Jesus. If she's not got a mental health reason for acting like that, she is the worst kind of bitch. Poor kids.

However, troisgarcons, I know women who have children with three different fathers who are excellent parents and far more educated and classy than women who feel free to insult them for that alone. Just because this woman is a bad parent does not indicate a causal relationship between those two facts. I know plenty of once-married women with only one father for their children who are horrible, take drugs, are constantly pissed, neglect their children, etc. Maybe I should call all women who have a single childrearing partner 'classy' on that basis? Or maybe you should stick your 1950s slut shaming up your arse?

AmberLeaf · 28/02/2012 10:05

Im no more shocked or outraged by this than I would be by the stories I hear about men that effectively abandon their offspring.

IAmBooyhoo · 28/02/2012 10:12

oh please!! can we stop with the "oh she slept with more than one man (4 kids/3 fathers/new bloke)" comments. it isn't a crime to have sex. it isn't a crime to have sex with more than one person. it isn't a crime to have children with those people. none of that is relevant to the issue. her parenting 'skills' are what is affecting these children, not who their fathers are.

LittleJennyRobyn · 28/02/2012 10:14

I totally get where you are coming from OP after having been in the same position myself.

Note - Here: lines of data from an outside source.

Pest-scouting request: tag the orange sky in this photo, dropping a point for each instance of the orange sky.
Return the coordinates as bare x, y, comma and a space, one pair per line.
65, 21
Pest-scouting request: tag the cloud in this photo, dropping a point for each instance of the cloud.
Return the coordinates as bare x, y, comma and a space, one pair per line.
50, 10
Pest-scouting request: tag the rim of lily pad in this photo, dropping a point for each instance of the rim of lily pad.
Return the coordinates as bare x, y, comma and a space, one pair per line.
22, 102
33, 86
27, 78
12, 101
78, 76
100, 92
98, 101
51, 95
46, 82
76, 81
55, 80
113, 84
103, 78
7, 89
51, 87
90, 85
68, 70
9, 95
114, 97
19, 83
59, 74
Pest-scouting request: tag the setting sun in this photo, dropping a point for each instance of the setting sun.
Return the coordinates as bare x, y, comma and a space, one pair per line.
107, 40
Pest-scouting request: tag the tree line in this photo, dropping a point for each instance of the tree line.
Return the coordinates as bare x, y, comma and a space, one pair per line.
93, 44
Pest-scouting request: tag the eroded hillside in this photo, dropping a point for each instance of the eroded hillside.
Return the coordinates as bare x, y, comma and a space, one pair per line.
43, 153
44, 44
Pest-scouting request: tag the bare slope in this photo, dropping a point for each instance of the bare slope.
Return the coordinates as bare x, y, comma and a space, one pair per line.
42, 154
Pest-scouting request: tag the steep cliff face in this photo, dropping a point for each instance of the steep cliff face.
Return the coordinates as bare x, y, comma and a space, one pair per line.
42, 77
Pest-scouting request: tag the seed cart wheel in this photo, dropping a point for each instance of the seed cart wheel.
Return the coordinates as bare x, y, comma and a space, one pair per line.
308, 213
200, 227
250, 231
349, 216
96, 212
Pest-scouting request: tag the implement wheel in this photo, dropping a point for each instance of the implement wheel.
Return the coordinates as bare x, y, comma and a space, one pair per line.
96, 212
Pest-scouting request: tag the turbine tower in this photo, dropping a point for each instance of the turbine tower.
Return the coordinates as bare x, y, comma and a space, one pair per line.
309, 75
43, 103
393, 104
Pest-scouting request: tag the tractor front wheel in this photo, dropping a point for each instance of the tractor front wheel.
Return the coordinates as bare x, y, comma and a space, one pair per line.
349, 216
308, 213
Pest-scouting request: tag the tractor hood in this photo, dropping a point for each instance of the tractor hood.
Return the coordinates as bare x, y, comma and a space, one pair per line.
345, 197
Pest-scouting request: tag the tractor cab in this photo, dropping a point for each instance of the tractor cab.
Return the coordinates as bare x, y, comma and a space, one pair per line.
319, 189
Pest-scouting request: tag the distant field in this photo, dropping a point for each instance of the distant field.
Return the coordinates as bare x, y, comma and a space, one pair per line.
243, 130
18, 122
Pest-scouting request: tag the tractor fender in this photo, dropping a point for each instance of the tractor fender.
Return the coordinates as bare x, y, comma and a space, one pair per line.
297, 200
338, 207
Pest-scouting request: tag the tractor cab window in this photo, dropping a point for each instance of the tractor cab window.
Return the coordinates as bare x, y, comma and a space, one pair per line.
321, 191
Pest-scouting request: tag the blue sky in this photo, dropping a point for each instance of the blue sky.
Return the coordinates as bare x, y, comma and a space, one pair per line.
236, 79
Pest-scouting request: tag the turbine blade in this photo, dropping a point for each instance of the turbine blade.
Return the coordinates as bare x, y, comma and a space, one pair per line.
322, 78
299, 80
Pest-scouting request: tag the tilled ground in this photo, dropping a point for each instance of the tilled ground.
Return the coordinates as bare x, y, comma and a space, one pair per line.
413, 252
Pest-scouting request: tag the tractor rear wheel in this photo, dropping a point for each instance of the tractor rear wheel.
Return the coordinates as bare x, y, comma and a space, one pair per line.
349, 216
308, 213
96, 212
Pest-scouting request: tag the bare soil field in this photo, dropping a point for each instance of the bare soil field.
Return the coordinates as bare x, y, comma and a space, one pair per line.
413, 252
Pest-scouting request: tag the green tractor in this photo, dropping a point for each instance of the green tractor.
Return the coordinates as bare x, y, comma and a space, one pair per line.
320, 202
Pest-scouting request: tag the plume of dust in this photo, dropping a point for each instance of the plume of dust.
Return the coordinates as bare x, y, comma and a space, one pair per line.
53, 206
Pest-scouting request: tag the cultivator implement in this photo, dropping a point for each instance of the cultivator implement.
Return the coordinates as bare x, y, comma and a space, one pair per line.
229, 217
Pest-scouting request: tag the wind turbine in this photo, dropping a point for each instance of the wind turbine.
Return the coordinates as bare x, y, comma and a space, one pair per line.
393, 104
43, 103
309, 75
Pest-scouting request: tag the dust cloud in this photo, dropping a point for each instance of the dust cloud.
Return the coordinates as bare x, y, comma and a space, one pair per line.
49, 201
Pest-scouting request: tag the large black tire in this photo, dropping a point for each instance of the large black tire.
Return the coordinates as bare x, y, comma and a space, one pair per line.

BM left when DD and DS were very young aged 2+3 (i dont use the word step anymore)
Contact has been very minimal for the last 20 years, her choice.
She messed with thier emotions so often DD has had a tough time dealing with it over the years. I have picked up the pieces time and time again. But thats only thing you can do.

She went on to have more DC's with her new DH, but will proudly anounce that she has X amount of children even though she has had no kind of motherly relationship with DD and DS since giving them up.
In fact she tried to lay blame for the lack of contact on me and DH even though we activly encouraged her...but to no avail.

Yes she is thier mother, nothing will change that but as far as i am concerned i am mum, I have and always will be there for them no matter what.

It hasn't been always been plain sailing and there were times i wanted to throw in the towel but we got through it as a family.

Just concentrate on giving that little girl some stability and the love that she deserves. And be there when she needs you.

FYP · 28/02/2012 10:16

Why must a woman be mentally ill to do this?! Men aren't met with cries of 'ooh he must be mentally ill to leave his kids!' so why are women?

It's also offensive to people who do have mental health issues who are perfectly good parents.

Babieseverywhere · 28/02/2012 10:19

It is shocking to hear a mother doing this to her children. As this has the added dimension of the children being divided into three groups and partly denied access to each other as well as their mother, makes me want to cry.

Well done OP in getting contact sorted out with the younger two siblings and I hope for your DSD's sake that she eventually regains contact with her biological mother and older sibling too.